Have you ever thought, "why bother"? Experienced the moment at which you realized that, no matter how hard you tried, absolutely nothing would ever change?
It closes in on you slowly, as you glance around your living room, cluttered with outdated junk; a nagging feeling that rises in you. It boils the bile in your stomach, until you feel that you're going to throw up through sheer contempt of yourself.
Looking around, you see your life for what it is. You're a loser living with your parents in a building that should have been knocked down decades ago, constantly hounded by demanding friends, thankless jerks who only care about you because you tape their TV shows for them.
It's sort of a trapped feeling, really, as you come to realize that there's no way you can better your situation. You were the one who dropped out of high school, whose greatest career aspirements involve making manager at the hole-in-the-wall Burger King you work at. You're the loser who can't afford to shove away those stupid "friends" of yours, because they're what you've got. You're the fool who actually believed that that girl had meant it when she'd said she'd loved you, rather than realizing that she'd run off with your grandmother's silverware before the next morning.

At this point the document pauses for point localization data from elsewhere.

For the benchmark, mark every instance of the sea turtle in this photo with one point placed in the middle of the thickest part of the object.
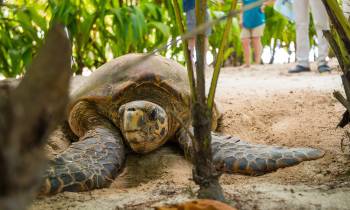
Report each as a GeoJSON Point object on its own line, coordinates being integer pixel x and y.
{"type": "Point", "coordinates": [139, 109]}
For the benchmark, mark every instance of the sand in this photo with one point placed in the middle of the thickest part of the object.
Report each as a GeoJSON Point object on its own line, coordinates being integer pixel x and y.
{"type": "Point", "coordinates": [262, 104]}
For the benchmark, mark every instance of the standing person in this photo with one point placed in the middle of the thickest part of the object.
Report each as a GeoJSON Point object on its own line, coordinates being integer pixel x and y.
{"type": "Point", "coordinates": [301, 10]}
{"type": "Point", "coordinates": [253, 24]}
{"type": "Point", "coordinates": [346, 8]}
{"type": "Point", "coordinates": [189, 9]}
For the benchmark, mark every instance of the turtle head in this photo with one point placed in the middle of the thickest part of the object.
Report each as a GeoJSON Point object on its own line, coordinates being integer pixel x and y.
{"type": "Point", "coordinates": [144, 125]}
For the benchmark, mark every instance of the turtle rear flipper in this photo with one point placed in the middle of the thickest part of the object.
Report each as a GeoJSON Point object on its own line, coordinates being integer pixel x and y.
{"type": "Point", "coordinates": [232, 155]}
{"type": "Point", "coordinates": [236, 156]}
{"type": "Point", "coordinates": [91, 163]}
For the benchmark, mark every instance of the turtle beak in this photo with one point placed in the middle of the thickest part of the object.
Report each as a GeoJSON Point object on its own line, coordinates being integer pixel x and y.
{"type": "Point", "coordinates": [133, 120]}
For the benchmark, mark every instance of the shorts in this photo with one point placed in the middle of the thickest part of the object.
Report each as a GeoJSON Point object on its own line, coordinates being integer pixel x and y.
{"type": "Point", "coordinates": [252, 32]}
{"type": "Point", "coordinates": [191, 21]}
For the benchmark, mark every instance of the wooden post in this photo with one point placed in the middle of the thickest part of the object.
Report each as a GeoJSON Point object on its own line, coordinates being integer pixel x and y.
{"type": "Point", "coordinates": [28, 113]}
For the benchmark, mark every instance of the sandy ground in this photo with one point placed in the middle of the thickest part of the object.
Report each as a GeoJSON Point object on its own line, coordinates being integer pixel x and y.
{"type": "Point", "coordinates": [263, 104]}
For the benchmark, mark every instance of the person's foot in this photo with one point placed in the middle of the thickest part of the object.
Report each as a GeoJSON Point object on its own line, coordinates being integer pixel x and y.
{"type": "Point", "coordinates": [298, 69]}
{"type": "Point", "coordinates": [323, 68]}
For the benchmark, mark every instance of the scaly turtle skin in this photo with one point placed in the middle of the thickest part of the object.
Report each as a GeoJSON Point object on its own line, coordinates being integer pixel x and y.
{"type": "Point", "coordinates": [117, 109]}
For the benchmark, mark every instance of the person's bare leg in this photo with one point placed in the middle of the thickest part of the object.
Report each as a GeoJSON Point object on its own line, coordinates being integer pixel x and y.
{"type": "Point", "coordinates": [257, 49]}
{"type": "Point", "coordinates": [191, 45]}
{"type": "Point", "coordinates": [246, 48]}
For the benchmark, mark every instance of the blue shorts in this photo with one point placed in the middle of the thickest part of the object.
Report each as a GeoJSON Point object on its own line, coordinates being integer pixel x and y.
{"type": "Point", "coordinates": [191, 21]}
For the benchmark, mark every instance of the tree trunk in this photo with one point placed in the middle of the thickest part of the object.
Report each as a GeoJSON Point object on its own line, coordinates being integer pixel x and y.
{"type": "Point", "coordinates": [28, 113]}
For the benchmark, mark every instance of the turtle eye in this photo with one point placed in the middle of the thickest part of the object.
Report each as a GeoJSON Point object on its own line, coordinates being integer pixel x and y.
{"type": "Point", "coordinates": [153, 115]}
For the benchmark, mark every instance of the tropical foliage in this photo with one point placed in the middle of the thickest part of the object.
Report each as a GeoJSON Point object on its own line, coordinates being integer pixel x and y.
{"type": "Point", "coordinates": [102, 29]}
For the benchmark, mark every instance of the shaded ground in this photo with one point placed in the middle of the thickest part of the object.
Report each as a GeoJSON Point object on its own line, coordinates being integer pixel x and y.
{"type": "Point", "coordinates": [263, 104]}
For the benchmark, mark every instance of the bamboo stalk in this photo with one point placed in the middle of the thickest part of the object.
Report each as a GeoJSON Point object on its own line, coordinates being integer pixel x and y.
{"type": "Point", "coordinates": [338, 20]}
{"type": "Point", "coordinates": [219, 58]}
{"type": "Point", "coordinates": [204, 173]}
{"type": "Point", "coordinates": [186, 50]}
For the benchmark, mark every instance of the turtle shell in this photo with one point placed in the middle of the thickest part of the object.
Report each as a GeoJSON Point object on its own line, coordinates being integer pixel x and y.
{"type": "Point", "coordinates": [155, 79]}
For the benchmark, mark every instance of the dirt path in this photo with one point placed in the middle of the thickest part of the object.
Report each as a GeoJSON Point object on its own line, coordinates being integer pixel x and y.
{"type": "Point", "coordinates": [264, 105]}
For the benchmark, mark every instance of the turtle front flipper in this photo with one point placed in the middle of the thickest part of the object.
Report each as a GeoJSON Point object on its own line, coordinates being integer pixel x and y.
{"type": "Point", "coordinates": [91, 163]}
{"type": "Point", "coordinates": [232, 155]}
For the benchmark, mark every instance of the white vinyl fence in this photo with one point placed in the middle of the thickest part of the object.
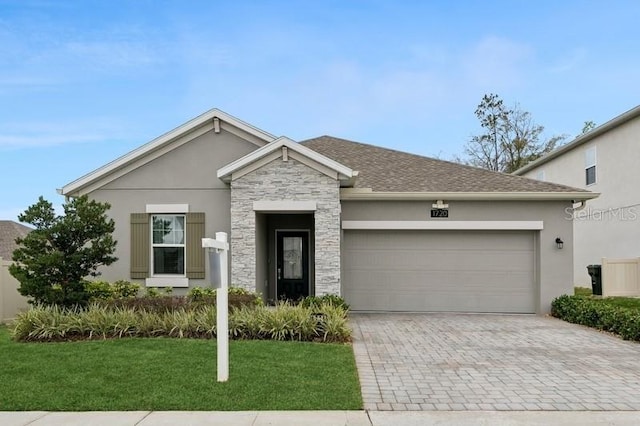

It makes you feel worthless to yourself, absolutely without hope for the future. It screws with your mind until you pray for any escape from the dreary, day-to-day pain of your pathetic existence.
It's not something that should happen to anyone. I wouldn't wish it on my worst enemy. But . . . it happens. It happens when people start caring more about what they can get from that poor shmuck than how this person they call friend is feeling, when lovers only consider a man's bank balance.
And it's a truly sad thing when it's not even considered wrong.
Author's Note
I wasn't feeling too great this day, and this just kind of wrote itself out . . . I didn't plan or anything. I think it came out fairly well, considering. Not much more to say about it, I don't think.